The sale to the Hoffmann family, which at £1.25bn will represent a profit of nearly £600m on the price they paid for the hockey team back in 2021, was agreed several months ago but is yet to go through.
However, as reported by The Athletic, the transition of power will take place at some point in June.
That will likely coincide with the opening of the summer transfer window for Liverpool.
Last summer, Liverpool spent £450m, but most of their high profile recruits – the likes of Alexander Isak and Florian Wirtz – have so far failed to live up to their billings. With Mohamed Salah, Andy Robertson and now Ibrahima Konate leaving the club, major surgery is required once again.
It appears that Andoni Iraola is the man FSG have anointed to lead the revamp. Alongside, Michael Edwards and Richard Hughes, of course.
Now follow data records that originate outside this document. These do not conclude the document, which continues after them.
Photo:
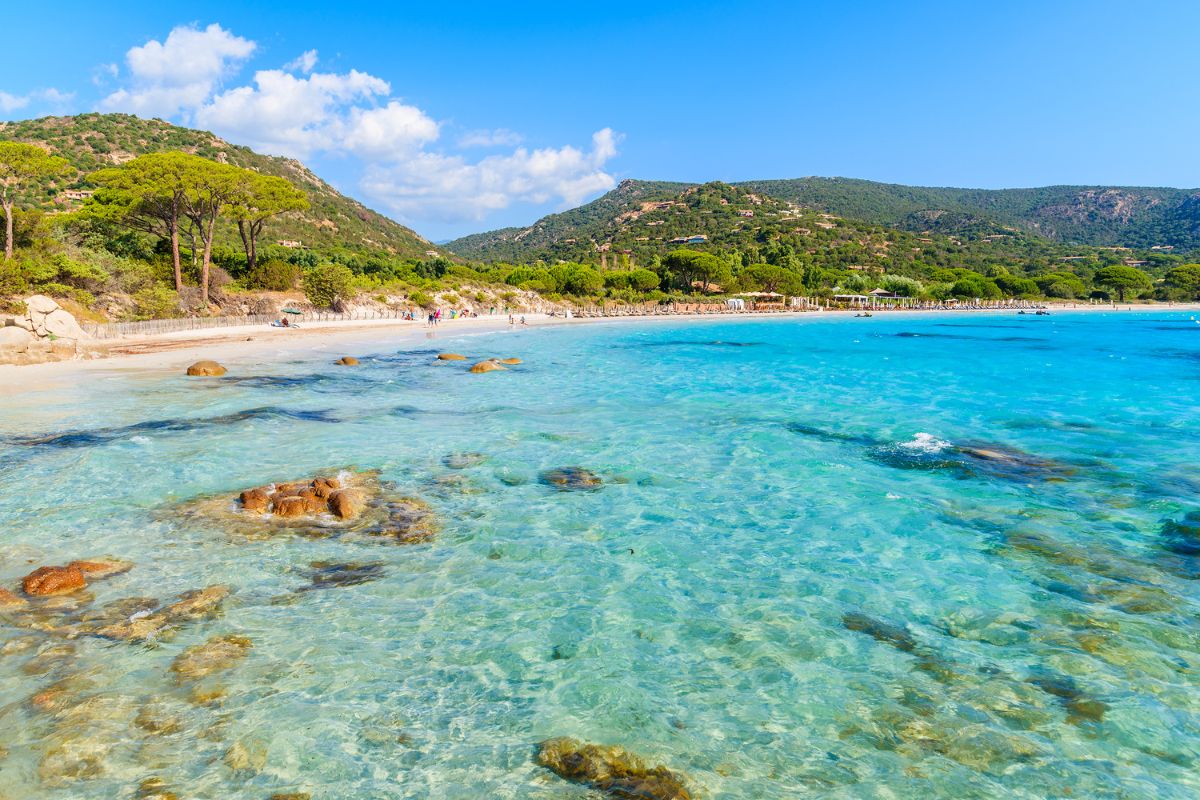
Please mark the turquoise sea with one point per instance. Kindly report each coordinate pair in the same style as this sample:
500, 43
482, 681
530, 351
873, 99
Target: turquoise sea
919, 557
Liverpool fans hoping for a chunk of FSG’s £1.25bn windfall will be redirected to their transfer kitty, though, will probably be disappointed.
Apart from the £127m that the private equity firm Dynasty Equity paid for a tiny stake in the club in 2023, the only external investments made in Liverpool in the FSG era have been for infrastructure upgrades, to expand Anfield and to build the AXA Training Centre.
Liverpool had low transfer debts when they went on their £450m spree last summer and they recouped around £200m in sales, too. They also have credit facilities which they can draw down on, while they have probably shed the best part of £45m in wages with Salah, Robertson and Konate leaving.
That should give them the flexibility to operate this summer without further investment from FSG.
A centre-back and a wider attacker seem to be the priority for the club’s dealmakers, but they are far from the only areas that need addressing.